A organização do texto

Le métadiscours se constitue comme une prolifération
autour d'un vide - S. Alexandrescu

 

O texto faz menção de dois actantes, "ele" e "nós". Estes dois actantes são a representação linguística da relação semiótica entre o "eu" e o "tu". Pela sua designação linguística, figuram esta relação fundamental na mais total indeterminação. Efectivamente, o "nós" designa um "eu" inclusivo. Não é um plural, porque o plural autoriza a enumeração, enquanto que o "nós" remete para um número indefinido de pessoas: é um plural ilimitado. Por outro lado, o "ele", segundo Benveniste, é a pessoa ausente.

Este discurso na primeira pessoa - o "nós" (eu + tu) sendo o substituto do "eu" - apresenta-se, na sua forma sintáctica, como um discurso objectivo pelo facto da sua despersonalização actancial e da sua predicação mantida dentro de um presente atemporal. O estatuto deste discurso é o do metadiscursivo, na medida em que se trat do modo de existência de um discurso possível sobre o texto literário. Mas é também um discurso que se refere a outros discursos que o sustentam - uns de modo explícito, outros de modo implícito. Trata-se então de um discurso referencial. O discurso objectivo manifesta-se segundo dois níveis:

a. o nível descritivo, feito de uma sequência de enuciados de estado, representa os resultados do Fazer cognitivo;

b. o nível modal que sobredetermina o primeiro, é o lugar de manifestação das modalidades aléticas que regem os predicados de existência dos enunciados descritivos. É esta modalidade, a possibilidade que se "opõe" ao Fazer do sujeito cognitivo.

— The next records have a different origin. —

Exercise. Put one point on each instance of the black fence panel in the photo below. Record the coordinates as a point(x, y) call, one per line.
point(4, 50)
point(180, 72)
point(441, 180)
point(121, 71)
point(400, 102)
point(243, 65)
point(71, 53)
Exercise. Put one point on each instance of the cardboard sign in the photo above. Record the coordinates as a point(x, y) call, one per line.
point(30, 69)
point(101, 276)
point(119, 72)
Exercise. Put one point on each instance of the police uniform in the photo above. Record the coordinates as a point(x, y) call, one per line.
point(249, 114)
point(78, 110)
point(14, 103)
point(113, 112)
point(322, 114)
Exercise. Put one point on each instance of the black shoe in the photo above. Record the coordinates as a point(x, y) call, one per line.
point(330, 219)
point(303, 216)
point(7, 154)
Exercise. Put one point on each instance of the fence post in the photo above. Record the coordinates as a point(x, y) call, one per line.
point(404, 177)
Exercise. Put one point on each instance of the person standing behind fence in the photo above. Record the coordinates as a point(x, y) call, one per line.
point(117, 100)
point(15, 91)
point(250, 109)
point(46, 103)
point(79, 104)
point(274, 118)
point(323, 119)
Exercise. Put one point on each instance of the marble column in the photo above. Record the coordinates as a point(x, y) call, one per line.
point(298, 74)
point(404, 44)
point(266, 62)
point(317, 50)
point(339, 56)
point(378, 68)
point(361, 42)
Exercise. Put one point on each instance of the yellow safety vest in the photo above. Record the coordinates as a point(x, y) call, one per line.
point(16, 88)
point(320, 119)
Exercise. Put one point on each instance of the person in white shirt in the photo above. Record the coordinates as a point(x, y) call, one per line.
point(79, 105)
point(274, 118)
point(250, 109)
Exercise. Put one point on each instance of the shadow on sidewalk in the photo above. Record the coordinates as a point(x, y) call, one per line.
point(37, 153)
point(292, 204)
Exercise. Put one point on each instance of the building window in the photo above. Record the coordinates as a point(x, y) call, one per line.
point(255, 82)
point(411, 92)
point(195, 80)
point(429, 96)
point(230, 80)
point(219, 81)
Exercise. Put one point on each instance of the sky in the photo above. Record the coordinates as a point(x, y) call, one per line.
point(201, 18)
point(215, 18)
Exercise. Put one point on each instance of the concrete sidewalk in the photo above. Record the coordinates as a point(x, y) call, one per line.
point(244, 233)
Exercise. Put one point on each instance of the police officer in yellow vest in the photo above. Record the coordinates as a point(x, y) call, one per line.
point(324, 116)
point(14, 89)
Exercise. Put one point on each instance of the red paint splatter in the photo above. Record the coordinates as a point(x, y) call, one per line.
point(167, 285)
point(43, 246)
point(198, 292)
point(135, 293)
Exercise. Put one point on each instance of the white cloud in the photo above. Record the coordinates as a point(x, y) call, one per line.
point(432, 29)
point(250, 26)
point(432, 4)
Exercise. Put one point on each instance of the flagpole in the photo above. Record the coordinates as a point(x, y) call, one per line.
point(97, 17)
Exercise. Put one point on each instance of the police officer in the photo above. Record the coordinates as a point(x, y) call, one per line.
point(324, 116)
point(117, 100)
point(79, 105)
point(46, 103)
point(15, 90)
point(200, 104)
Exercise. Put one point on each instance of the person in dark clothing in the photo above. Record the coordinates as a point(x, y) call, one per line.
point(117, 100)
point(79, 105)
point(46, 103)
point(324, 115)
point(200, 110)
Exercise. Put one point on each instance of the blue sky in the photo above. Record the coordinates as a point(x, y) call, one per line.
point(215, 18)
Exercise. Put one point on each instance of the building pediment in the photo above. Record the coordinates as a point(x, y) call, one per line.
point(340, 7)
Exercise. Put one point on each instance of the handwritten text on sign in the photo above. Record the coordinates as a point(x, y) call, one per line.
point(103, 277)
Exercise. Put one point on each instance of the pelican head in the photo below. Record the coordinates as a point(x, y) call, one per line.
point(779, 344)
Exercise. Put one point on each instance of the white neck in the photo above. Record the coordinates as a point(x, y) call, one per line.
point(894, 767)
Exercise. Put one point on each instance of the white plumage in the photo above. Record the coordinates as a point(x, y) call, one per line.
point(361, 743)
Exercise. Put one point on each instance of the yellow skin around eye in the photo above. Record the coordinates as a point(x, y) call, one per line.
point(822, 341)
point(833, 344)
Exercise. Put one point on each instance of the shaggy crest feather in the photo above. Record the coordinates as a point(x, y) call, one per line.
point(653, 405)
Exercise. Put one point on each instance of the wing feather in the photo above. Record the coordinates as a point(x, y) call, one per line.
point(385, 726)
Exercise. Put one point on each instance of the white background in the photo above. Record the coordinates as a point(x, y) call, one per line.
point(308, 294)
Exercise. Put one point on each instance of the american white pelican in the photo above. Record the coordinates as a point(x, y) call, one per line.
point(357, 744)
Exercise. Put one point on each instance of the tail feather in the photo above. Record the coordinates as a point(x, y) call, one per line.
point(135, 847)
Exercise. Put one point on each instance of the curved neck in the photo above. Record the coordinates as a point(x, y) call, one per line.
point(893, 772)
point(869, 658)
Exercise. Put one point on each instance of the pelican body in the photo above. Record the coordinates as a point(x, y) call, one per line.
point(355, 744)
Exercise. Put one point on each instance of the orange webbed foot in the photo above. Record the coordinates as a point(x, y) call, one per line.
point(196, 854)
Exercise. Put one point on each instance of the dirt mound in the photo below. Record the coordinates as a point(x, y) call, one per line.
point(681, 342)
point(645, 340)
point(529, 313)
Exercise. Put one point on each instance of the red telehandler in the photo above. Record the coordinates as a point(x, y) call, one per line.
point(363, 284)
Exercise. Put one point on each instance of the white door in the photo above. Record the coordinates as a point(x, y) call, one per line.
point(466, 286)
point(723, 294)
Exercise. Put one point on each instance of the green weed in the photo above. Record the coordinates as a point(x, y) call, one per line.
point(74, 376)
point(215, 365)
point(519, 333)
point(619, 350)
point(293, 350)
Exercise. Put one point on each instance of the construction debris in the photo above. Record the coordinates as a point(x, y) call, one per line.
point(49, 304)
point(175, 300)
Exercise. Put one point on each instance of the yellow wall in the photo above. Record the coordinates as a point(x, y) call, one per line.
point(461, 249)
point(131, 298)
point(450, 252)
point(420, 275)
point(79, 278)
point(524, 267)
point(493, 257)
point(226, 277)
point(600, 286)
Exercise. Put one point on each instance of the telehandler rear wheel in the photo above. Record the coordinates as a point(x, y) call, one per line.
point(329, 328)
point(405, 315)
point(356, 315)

O discurso de Ramos Rosa é simultaneamente um discurso objectivo e referencial - à semelhança da exploração do discurso-ocorrência de Schoffer. Há um sujeito que, presente no texto sob a forma de "nós", exerce o seu fazer cognitivo apelando para uma série de adjuvantes que são os fragmentos seleccionados de dois discursos referenciais. É um discurso que instala um sujeito colectivo, um "nós", em relação com um objecto apresentado metaforicamente desde o início do texto: Bloco , pressupondo a existência de uma demanda, logo de uma programação de operações cognitivas/pragmáticas manifestadas pelos lexemas "criar", "ler", "significar-se".

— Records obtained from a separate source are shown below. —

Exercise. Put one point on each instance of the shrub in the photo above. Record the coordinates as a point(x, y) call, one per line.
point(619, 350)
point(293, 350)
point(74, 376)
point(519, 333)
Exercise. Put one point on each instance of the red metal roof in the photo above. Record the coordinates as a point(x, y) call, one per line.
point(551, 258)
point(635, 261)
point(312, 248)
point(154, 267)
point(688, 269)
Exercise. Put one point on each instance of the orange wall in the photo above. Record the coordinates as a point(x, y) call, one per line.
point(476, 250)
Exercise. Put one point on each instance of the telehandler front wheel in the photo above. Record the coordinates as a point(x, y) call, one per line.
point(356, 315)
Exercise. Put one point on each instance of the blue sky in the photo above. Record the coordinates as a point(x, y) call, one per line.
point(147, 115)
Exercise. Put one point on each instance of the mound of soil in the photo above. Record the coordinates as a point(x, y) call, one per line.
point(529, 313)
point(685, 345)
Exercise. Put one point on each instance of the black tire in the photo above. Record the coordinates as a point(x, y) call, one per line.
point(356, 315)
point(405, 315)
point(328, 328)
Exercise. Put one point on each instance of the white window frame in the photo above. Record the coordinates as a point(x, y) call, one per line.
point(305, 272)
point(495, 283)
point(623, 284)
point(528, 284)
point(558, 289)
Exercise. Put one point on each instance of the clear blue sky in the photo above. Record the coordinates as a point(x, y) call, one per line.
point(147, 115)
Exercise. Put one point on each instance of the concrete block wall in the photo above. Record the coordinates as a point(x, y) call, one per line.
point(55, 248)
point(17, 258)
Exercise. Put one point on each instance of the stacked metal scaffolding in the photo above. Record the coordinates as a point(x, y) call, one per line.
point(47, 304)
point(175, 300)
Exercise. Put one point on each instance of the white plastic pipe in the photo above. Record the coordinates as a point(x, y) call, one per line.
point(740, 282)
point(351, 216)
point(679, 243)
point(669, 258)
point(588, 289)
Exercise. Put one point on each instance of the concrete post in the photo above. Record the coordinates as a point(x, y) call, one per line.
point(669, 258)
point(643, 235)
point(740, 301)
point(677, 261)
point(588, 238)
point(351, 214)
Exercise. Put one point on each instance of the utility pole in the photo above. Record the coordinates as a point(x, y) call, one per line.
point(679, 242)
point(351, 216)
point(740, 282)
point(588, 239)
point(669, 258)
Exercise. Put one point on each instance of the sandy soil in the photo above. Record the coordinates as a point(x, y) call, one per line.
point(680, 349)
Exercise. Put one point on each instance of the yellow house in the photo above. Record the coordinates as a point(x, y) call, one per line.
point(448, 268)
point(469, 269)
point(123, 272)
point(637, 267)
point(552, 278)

Uma lógica das forças e uma lógica dos lugares poderá dar conta da constituição deste metadiscurso. Uma lógica que dè conta da lógica sintagmática e que introduza a noção de programa. Uma lógica dos lugares que dè conta do que paradigmaticamente organiza o conjunto do texto. "Tarefa", "tentemos", assinalam a aparição do oponente, anti-sujeito, presente no texto através de processos semi-figurativos: o verbo "opor-se" personifica as "dificuldades", e o adjectivo "fácil", convoca uma figura antropomórfica. O dispositivo modal corresponde ao esquema da aquisição da competência pelo sujeito da operação cognitiva: "Tentemos agora a nossa leitura literal". A performance realizada pelo sujeito (escritor) é contada por um "nós" - manifestação simcrética do narrador e do sujeito cognitivo - que produz um discurso objectivo, no presente. Os fragmentos do discurso objectivo são integrados num metadiscurso como o seu significado inicial, como apoio persuasivo para a argumentação do enunciador metadiscursivo. Por outro lado, o discurso referencial convoca-se aqui como um discurso de autoridade. O nome de autor serve de anafórico ao seu discurso: o discurso referencial "convocado", forma e expansão, mas ausente, é representado no discurso que se faz, através da sua forma condensada e presente.

A citação em exergue representa, no conjunto do texto, a base da sua textura, o seu programa e o seu paradgma. Discurso sobre o trabalho da escrita, que o mesmo quer dizer aui, do significante, da objectividade do discurso dentro da obra, do carácter estrutural (literal) e de distanciação que a escrita implica, das condições de produção do discurso. Metadiscurso, portanto.